Tuesday, 25 September 2012

Procurement risk management when the pips squeak

  • Achieve sales of 5m of launching iPhone 5. Share price reduced by 1/50th. 5,000 police officers  called in for 10 hours, to supplement the existing 1,500 security guards, in order to quash a riot of 2,000 workers at your sole assembler's manufacturing plant. That’s quite a weekend. To make matters worse the riot was caused as a result of a dispute between one of the security guards and a worker – was it a contract security firm?  Sounds like an unbelievable case study exam question but that was last weekend!

    Of  course the warning bells must have been ringing earlier when the supplier installed nets around its factory in an attempt to reduce employee suicides.
  • The volume of those ringing bells must have been deafening when it was learnt that the supplier’s new employees were being asked to sign a statement that they would not commit suicide. 

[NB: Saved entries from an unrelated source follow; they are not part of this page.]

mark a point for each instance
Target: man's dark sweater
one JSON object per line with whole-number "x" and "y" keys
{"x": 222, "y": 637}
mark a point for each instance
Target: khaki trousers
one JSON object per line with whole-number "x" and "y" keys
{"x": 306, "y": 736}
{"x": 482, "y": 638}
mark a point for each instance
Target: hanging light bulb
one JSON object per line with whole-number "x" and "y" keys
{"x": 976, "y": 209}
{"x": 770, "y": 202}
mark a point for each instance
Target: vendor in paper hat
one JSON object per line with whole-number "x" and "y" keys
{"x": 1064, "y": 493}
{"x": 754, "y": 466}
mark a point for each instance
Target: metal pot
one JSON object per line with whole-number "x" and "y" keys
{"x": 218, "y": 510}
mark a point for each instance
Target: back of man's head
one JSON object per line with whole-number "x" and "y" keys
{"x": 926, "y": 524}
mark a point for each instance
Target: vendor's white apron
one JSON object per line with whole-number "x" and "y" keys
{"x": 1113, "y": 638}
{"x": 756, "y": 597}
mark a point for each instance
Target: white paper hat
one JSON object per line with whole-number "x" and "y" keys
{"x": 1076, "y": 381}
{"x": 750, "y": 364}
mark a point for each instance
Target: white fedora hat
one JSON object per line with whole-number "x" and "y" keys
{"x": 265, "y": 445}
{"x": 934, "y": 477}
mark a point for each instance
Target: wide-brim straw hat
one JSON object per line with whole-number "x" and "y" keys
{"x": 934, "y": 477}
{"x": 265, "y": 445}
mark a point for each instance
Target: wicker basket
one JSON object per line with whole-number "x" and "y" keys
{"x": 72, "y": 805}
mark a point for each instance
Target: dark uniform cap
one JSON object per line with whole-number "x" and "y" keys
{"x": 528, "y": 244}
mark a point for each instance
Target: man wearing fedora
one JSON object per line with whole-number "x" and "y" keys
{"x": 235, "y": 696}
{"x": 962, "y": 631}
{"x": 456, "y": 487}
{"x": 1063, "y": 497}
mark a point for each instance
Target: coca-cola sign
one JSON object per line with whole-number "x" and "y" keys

    Foxconn, with a workforce of 78,000, is the world’s largest contract supplier of electronic goods – yes, they are the iPhone5 sole assembler, therefore Apple are strategically dependent on it for the manufacture of iPhones. The estimated cost of the components in the iPhone5 are estimated to cost $199 (for the 16GB model) while it sells for $650. Microsoft and Dell are also big customers. What happens in Taiwan does not stay in Taiwan.
This latest saga is not unique by far.  Fresh in the minds of readers will be the G4S Olympics debacle and hopefully my blog on not casting the first stone.  

Will Apple be scarred by this experience and punished by the market?  I doubt it.  However, what is clear is that supply risk management is not a well practiced theory.  Unfortunately, we can also expect supplier risk to increase in the current financial climate.